Objects Sandbox

  • Tom Metcalfe
Taken from interview with Brompton Design District for the Showcase at Christie's during London Design Festival:

We’re looking forward to seeing REACT Objects Sandbox in Brompton Design District! Please can you explain a bit about the organisation, how you bring together different disciplines under one umbrella?

REACT funds and supports collaborations between academics and creative businesses. We believe that bringing together a broad range of people to collaborate, makes for better products. In particular we believe that involving people who best understand human behaviour, society and human history in innovation, makes for more considered products. Well that’s what we continue to test and find out – it’s all a bit of an experiment too…

The exhibition displays a range of products that explore the internet of things. Please can you explain a bit more about this? What can we expect?

We have been supporting six collaborations which have been exploring human experiences in the Internet of Things. This was around a 3 month period of R&D and we’re now at a point to show the world the prototypes, the thinking and this approach to innovation.

Each of the 6 projects will be showcased at Christie’s and each is so different from the other. We’ll show an object that reduces stress and anxiety through music, a storyteller that helps pupils learn about the difficult histories of the slave trade and there’ll even be a spot of taxidermy that highlights the Plume Boom and ways in which we can enhance the museum experience.

The resulting products will be exhibited at Christie’s, how do you see the juxtaposition of elegant, classic furniture with prototypes and digital products?

Every great piece of design whether digital or not has been through many iterations and prototypes to get it just right. Objects Sandbox Showcase you could say, is a snapshot into what a working prototype, which has form and is pretty close to a final production material, could look like.

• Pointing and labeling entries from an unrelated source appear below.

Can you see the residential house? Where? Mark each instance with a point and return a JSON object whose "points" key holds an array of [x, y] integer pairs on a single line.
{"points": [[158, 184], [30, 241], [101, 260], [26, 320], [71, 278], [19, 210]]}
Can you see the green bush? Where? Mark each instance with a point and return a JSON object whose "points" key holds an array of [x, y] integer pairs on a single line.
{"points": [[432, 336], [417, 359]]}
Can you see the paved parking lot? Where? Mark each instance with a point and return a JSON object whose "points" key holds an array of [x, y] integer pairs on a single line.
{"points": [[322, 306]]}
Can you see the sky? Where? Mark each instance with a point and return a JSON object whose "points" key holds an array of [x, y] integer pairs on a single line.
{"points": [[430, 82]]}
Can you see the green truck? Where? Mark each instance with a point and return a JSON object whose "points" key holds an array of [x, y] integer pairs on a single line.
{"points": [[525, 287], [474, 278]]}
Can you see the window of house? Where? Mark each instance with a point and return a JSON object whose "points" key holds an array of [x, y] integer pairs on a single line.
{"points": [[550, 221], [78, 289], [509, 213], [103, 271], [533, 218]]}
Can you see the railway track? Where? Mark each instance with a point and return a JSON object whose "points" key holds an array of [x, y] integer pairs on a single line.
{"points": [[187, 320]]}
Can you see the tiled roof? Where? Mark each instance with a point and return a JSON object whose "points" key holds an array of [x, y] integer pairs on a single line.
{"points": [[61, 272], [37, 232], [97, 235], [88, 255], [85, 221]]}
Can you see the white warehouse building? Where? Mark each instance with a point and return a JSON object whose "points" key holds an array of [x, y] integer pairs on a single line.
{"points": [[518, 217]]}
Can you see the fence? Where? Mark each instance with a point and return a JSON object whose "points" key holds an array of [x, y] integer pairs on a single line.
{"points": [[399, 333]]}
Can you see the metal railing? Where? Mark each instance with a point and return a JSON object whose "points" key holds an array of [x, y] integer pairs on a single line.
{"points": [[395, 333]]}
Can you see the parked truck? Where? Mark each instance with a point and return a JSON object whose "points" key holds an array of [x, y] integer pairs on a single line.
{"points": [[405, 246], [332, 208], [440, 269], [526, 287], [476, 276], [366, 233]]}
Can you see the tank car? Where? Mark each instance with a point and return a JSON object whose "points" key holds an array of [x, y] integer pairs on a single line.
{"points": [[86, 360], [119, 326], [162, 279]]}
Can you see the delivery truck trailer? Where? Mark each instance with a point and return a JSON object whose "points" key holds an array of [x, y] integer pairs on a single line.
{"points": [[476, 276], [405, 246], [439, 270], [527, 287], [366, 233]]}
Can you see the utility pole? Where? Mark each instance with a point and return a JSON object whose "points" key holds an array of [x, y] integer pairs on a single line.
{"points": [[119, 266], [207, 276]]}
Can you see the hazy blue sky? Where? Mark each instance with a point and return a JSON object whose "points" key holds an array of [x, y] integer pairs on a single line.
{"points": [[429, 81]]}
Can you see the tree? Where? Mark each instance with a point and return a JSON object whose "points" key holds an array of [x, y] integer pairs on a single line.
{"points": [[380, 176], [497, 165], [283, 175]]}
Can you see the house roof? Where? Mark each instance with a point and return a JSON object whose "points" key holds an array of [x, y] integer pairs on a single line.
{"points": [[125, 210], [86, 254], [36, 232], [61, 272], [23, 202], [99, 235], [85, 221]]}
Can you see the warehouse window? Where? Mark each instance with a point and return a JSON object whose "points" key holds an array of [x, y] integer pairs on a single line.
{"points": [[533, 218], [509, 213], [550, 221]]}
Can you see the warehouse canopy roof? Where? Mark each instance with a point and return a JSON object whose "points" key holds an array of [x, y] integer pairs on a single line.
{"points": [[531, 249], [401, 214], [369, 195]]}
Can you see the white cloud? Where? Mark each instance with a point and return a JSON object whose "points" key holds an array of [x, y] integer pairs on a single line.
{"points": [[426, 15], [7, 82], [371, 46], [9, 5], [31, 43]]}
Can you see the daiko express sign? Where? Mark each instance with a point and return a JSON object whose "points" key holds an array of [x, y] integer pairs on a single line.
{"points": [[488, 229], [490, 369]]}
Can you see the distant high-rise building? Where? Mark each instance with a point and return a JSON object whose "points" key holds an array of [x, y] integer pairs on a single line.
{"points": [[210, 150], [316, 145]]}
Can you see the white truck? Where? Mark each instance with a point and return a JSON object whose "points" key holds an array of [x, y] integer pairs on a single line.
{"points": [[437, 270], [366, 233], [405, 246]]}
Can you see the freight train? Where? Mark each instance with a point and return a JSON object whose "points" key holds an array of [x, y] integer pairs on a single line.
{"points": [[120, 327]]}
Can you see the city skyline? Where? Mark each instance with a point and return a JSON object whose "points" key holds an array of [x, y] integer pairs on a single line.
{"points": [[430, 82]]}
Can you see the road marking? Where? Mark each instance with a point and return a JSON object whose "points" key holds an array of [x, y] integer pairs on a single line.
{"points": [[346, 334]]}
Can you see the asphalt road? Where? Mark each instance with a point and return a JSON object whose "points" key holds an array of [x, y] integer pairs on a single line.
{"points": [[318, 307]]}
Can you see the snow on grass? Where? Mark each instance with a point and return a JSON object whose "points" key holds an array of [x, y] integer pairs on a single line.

I would also say that we are in a very exciting period of design for physical digital products. The classic design adage – the one we have all heard of relating to product design – of form follows function is no longer applicable to products and digital technology. We can now be pleasantly surprised by form as it’s not dictated by the size of the piece of technology or screen contained within it. I think there is now little reason why timeless elegant simplicity, the type of design we often see elsewhere in Brompton, can’t exist in the world of physical digital product design.